Obesity affects more than just our health. As the prevalence of overweight and obesity has increased in the United States, so have related health care direct and indirect cost. Direct health care costs refer to preventive, diagnostic, and treatment services (for example, physician visits, medications, and hospital and nursing home care). Indirect costs are the value of wages lost by people unable to work because of illness or disability, as well as the value of future earnings lost by premature death. In 2003  the direct cost attributed to overweight/obesity was $61 billion with indirect cost of $56 billion (comparable to the economic costs of cigarette smoking). Stated simply, it is just cheaper to be fit. However, “short-cuts” to being fit are in no way more useful as Americans spend billons (about $33 billion in 1990) on weight-loss products and services, such as low-calorie foods, artificially sweetened products such as diet sodas, and memberships to commercial weight-loss centers.

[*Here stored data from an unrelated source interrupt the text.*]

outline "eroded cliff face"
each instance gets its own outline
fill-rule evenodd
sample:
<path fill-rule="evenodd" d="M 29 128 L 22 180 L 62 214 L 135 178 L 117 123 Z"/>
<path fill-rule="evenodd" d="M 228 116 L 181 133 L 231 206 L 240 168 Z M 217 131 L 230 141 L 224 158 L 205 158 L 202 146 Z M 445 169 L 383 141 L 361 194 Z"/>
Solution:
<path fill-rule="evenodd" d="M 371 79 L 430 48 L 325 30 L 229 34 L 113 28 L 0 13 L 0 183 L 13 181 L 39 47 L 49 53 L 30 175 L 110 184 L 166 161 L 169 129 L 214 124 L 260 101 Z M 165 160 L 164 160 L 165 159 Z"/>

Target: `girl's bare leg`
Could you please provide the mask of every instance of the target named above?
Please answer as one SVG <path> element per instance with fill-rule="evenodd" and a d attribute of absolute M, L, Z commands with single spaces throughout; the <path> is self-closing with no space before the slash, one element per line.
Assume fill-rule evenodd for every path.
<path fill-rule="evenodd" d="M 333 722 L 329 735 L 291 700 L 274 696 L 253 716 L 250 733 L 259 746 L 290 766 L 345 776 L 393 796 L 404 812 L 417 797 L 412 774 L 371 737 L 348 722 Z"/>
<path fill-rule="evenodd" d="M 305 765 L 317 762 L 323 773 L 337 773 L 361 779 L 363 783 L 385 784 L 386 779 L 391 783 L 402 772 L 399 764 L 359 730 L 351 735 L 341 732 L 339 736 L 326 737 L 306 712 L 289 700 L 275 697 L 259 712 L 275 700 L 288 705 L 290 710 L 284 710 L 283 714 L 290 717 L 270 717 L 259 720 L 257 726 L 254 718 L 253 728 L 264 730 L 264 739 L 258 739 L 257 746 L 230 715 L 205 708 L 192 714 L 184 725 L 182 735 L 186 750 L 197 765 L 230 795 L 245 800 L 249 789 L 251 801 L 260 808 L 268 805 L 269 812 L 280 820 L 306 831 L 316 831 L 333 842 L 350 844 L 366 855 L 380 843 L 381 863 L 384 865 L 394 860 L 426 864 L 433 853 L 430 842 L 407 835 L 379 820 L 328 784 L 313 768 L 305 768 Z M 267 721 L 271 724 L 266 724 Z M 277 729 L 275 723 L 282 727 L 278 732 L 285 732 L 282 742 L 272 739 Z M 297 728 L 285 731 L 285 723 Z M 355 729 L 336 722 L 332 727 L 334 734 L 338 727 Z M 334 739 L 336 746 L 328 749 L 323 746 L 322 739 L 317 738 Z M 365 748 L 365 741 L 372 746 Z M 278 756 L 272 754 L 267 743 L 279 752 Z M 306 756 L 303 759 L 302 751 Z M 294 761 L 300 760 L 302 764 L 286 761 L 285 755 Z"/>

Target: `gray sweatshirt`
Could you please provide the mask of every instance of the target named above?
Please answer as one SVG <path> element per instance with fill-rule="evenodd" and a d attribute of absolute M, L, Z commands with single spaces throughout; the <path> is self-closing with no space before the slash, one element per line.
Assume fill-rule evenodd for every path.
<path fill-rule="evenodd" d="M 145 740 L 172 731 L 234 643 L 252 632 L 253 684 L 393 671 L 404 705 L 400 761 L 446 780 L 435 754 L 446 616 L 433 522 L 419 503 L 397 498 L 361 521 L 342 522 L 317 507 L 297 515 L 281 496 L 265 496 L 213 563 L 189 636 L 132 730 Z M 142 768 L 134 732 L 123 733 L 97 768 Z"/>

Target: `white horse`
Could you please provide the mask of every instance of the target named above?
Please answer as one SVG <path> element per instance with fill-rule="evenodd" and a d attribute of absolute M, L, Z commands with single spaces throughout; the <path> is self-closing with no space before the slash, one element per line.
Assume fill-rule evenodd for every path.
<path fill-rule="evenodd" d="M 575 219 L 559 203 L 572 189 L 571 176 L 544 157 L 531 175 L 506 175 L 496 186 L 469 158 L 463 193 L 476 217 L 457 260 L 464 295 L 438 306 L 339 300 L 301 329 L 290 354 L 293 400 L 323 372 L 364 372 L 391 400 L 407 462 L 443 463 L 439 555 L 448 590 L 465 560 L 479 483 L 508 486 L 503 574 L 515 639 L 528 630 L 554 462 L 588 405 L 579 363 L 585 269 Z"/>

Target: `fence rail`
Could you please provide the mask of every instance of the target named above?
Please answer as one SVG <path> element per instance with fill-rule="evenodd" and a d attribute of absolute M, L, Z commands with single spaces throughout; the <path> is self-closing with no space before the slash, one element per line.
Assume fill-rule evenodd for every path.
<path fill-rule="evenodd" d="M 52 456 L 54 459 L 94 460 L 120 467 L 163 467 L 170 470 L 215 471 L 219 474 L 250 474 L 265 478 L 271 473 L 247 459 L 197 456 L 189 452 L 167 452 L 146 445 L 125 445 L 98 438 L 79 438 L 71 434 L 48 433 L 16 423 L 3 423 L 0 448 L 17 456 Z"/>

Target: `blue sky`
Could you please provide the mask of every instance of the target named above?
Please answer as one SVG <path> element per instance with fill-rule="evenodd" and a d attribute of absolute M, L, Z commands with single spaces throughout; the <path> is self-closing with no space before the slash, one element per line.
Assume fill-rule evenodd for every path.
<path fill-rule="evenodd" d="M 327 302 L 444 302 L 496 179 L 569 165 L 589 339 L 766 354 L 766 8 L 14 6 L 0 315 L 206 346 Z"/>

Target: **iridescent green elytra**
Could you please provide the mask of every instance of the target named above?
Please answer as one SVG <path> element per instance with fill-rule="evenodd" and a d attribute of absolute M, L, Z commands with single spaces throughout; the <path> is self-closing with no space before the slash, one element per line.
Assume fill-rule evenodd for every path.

The American Public Health Association (APHA) Annual Meeting and Exposition 2005, addressed the obesity issue in its relation to minorities and public health and policy from several angles. These include tax policies to place consumption taxes on less healthful foods and purchasing policies that exert a purchasing preference for higher quality, more healthy foods; education policies to restrict the marketing and availability of lower quality foods in schools; agricultural policies to divert the tens of billions in agricultural subsidies that currently underwrite cheap corn syrups and other un-nutritious commodities in favor of more healthful foods; and transportation policies that impact the built environment. Another tactic is to change current agriculture policies which support an industrialized production paradigm where the U.S. produces large amounts of food.